Recently a (very amusing) comment was posted on the video page for Natural Selection, which deserves a comprehensive response. Catherine Borgard writes:
I loved this and I would really like to use a version of it in my high school biology class; however, I can float the whole thing until the mention of god is a jerk off or jerking off? I don’t suppose you have a slightly modified version that will only have half the town after me instead of the entire community burning a cross on my front lawn? Just curious from a mildly religious conservative community of nutty. . .
Thanks for your comment on the Natural Selection video. The problematic line you mentioned is: “If there is a personal god, then he’s been jerkin’ off,” and I’m aware that the line will not be appropriate for some classroom settings, but I still stand behind it, and I’m sorry I don’t have a “radio friendly” version! Teachers will have to use their own discretion as to which videos are appropriate for which age groups and demographics, and at the very least my intention was to provoke debate.
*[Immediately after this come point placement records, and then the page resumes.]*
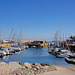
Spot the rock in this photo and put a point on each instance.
(34, 69)
(14, 64)
(45, 67)
(37, 64)
(3, 63)
(28, 65)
If you look on the video page and scroll down to the annotated lyrics, you’ll see I’ve made a note on that lyric: “A somewhat crude way of expressing the fact that there is no reliable evidence for the existence of a personal God, hence ‘he’ can hardly be said to ‘do’ anything of interest.” In this context “jerkin’ off” is just used as a slang term for “wasting time” or “being inactive” as in “stop jerkin’ off and get some work done”. It just happens to be a nice rhyme for “personal god” so I decided to use it.
Inappropriate or not, this line is meant to delve into the debate as to whether Darwin’s theory, which in principle explains the origins and details of every living thing, both in terms of behaviour and anatomy, leaves anything interesting for god to “do”. Personally I think not, but everyone gets to make their own decision based on their understanding of Darwin’s theory.
By way of further discussion, here’s a lecture from a philosopher (Eliot Sober) who believes Darwin’s theory is not, in principle, a logical refutation of the existence of god, personal or otherwise. And here’s another lecture, this time from a philosopher (Dan Dennett) who believes Darwin’s theory doesn’t leave anything interesting for god to do, hence belief in god becomes pointless and illogical once you understand the theory. Whichever way each of your students leans, I hope they will all agree it’s an interesting debate to have.
I’m posting this response as a blog since I’m sure you won’t be the first or the last teacher to raise this concern. If you deem the Natural Selection video inappropriate (as is your prerogative) I recommend the videos for Worst Comes to Worst or DNA or I’m A African as more universally age-appropraite.